Showing posts with label aes. Show all posts
Showing posts with label aes. Show all posts

Sunday, March 6, 2011

AES ECB basic implementation

The AES algorithm can be implemented following strictly the AES round steps described in my previous post or by using pre-computed lookup tables. This post describes an AES implementation which follows the AES round steps and is based on existing source code developed by karl malbrain. It is written in a very modular way, making it ideal to get to know the algorithm without getting confused by the usage of look up tables. However, this version is aimed to understand the process and has no focus at all in performance optimization. As well the implementation is used to have a starting point to demonstrate how different levels of performance benefits can be achieved by using a modified version of the algorithm. From now on we will refer to this version as AES-B which stands for AES Basic implementation.

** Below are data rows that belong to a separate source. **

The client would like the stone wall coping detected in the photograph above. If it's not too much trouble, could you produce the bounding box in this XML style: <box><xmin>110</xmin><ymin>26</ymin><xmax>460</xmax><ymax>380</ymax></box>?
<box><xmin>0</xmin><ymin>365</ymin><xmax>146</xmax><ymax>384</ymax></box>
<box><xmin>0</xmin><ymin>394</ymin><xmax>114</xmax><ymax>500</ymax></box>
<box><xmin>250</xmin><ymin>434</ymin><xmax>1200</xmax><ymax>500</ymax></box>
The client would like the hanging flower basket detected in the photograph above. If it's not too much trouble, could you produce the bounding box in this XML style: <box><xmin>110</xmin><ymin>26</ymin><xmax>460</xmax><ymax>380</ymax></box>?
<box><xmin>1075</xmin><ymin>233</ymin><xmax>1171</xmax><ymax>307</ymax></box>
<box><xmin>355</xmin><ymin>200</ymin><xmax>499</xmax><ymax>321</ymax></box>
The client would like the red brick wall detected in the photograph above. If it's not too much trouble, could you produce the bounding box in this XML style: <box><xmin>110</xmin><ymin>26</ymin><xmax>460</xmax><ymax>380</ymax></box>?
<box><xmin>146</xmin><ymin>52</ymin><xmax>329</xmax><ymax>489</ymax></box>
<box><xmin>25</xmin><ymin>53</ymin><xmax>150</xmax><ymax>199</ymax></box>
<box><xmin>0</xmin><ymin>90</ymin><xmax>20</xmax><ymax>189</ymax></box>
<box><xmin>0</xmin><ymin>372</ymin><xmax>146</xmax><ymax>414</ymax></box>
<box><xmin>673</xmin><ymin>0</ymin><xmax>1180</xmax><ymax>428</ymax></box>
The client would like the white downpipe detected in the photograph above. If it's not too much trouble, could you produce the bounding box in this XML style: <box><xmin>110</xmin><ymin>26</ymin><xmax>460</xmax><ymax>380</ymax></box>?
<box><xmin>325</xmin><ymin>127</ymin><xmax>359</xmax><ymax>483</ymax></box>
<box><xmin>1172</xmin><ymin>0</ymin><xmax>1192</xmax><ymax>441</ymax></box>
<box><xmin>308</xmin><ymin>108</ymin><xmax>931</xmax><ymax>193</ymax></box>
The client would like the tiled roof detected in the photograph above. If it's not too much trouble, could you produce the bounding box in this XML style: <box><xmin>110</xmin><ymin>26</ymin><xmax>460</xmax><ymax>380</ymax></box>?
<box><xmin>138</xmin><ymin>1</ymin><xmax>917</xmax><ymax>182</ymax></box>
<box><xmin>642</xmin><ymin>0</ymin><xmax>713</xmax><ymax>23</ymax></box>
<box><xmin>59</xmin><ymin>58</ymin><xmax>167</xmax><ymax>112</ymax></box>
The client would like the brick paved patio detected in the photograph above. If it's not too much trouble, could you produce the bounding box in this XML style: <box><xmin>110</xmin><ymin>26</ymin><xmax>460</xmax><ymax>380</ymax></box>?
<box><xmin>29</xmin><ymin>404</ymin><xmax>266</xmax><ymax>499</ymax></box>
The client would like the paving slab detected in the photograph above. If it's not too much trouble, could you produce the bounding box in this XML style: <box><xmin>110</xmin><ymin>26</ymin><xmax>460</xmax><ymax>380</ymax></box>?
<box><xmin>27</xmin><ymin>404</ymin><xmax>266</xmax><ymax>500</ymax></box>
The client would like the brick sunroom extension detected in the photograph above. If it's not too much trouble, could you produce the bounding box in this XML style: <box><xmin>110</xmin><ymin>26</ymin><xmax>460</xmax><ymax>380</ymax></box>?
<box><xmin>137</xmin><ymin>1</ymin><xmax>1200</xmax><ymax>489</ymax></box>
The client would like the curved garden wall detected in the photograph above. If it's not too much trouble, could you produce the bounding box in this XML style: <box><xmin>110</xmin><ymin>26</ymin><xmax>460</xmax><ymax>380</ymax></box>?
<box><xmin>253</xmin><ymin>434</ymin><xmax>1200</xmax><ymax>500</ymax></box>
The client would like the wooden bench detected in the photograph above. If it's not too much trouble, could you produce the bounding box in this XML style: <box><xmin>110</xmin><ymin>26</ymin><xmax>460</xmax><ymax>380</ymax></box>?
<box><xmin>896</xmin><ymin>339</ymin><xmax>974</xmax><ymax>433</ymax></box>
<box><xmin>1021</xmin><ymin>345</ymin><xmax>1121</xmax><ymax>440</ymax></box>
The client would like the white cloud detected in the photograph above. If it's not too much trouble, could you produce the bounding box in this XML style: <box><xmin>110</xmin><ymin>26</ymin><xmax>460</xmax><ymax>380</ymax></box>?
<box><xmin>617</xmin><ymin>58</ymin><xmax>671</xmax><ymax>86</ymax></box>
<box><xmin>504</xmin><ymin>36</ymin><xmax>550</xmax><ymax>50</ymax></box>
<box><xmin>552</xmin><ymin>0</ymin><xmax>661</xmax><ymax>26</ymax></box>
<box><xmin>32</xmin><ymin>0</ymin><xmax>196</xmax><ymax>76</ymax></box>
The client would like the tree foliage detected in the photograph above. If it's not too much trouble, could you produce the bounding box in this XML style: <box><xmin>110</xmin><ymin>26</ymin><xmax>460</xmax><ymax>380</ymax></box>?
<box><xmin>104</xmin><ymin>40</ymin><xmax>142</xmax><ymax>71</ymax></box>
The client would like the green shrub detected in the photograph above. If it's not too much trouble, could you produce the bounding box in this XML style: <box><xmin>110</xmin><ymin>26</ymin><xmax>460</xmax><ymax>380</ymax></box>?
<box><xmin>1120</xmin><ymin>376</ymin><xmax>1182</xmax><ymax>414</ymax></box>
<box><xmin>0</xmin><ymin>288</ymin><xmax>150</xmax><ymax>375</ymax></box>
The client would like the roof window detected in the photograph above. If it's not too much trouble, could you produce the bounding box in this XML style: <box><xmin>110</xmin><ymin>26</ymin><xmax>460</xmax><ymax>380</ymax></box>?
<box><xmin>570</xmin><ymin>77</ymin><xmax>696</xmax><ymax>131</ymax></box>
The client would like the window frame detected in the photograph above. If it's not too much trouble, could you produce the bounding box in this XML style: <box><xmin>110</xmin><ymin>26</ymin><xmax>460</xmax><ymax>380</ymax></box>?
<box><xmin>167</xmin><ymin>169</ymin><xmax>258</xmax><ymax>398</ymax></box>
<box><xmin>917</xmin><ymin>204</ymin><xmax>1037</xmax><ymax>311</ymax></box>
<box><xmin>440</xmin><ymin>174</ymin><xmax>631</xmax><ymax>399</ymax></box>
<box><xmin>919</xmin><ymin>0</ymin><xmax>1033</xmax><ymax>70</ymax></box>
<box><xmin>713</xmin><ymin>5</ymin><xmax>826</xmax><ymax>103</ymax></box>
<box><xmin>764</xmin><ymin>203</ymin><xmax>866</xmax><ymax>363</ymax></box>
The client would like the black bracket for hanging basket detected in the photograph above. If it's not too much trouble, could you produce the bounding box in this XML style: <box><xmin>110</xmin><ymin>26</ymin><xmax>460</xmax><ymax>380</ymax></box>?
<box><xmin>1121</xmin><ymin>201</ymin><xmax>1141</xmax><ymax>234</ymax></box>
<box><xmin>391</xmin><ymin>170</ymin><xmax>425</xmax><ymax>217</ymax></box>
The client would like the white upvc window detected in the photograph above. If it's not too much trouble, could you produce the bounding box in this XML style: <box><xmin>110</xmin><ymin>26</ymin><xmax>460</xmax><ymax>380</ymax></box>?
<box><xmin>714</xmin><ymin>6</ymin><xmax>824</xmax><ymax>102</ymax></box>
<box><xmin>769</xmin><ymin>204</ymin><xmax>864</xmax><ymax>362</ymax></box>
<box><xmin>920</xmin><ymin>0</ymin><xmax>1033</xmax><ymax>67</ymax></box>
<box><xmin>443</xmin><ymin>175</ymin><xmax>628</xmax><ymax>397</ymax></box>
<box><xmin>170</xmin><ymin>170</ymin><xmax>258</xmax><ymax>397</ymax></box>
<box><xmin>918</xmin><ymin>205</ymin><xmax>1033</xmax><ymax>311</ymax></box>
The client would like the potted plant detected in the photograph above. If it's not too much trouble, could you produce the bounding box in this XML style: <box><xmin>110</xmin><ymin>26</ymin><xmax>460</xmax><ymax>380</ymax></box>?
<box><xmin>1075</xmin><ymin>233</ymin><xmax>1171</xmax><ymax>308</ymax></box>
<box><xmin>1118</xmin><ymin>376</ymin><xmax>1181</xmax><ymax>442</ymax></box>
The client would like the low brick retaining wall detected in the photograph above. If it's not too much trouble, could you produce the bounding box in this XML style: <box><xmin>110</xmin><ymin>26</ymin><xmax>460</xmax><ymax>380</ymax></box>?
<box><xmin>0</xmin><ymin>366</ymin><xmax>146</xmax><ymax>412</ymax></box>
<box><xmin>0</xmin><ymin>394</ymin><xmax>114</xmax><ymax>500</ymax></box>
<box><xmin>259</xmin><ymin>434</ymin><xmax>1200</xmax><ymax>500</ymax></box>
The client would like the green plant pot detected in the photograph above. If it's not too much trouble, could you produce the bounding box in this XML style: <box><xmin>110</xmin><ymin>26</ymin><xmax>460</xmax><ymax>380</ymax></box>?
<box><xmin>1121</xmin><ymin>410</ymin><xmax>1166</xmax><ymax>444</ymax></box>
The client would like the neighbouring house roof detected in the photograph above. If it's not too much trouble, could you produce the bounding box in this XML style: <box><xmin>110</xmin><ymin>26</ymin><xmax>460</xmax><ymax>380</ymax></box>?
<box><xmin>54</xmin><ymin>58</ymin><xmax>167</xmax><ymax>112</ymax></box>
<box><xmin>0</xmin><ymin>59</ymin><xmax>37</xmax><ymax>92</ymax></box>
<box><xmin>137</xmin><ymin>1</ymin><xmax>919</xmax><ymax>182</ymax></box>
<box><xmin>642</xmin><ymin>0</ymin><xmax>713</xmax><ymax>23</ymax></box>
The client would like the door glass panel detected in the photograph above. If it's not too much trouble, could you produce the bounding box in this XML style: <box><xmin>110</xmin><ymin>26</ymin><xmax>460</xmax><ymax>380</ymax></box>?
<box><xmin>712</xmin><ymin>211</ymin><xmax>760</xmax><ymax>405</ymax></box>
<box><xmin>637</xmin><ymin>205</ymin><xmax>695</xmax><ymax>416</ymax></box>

Let’s first describe a high level pseudo code of the algorithm:

- Generate AES expanded key
- XOR input data with encryption key
- For Rounds = 1 To NrRounds
- - SubBytes operation
- - ShifRows operations
- - If Rounds < NrRounds
- - - MixColumns Operation
- - XOR with round key k[Rounds]
- copy result to output

As we can see on the previous pseudo code the AES-B algorithm follows the AES round steps described. This makes it easier to understand its functionality. First, we generate the expanded key or key schedule which basically takes the cipher key and performs the key schedule operation to determine the number of round keys necessary to encrypt the data. The number of round keys necessary to encrypt one block of information is related to the key length. In this example we are using a 128 bits key; therefore it will require in total 11 round keys, 1 for the initial round, 9 for standard rounds and 1 for the final round. After we expand the key, the input data is XORed which is basically the AddRoundKey operation for the initial round, followed by the execution of SubBytes, ShiftRows and MixCulumns operations. Note that these 3 operations will be executed only for the first 9 main rounds and when we reach the 10th round we exclude the MixColumns operation as described on previous posts.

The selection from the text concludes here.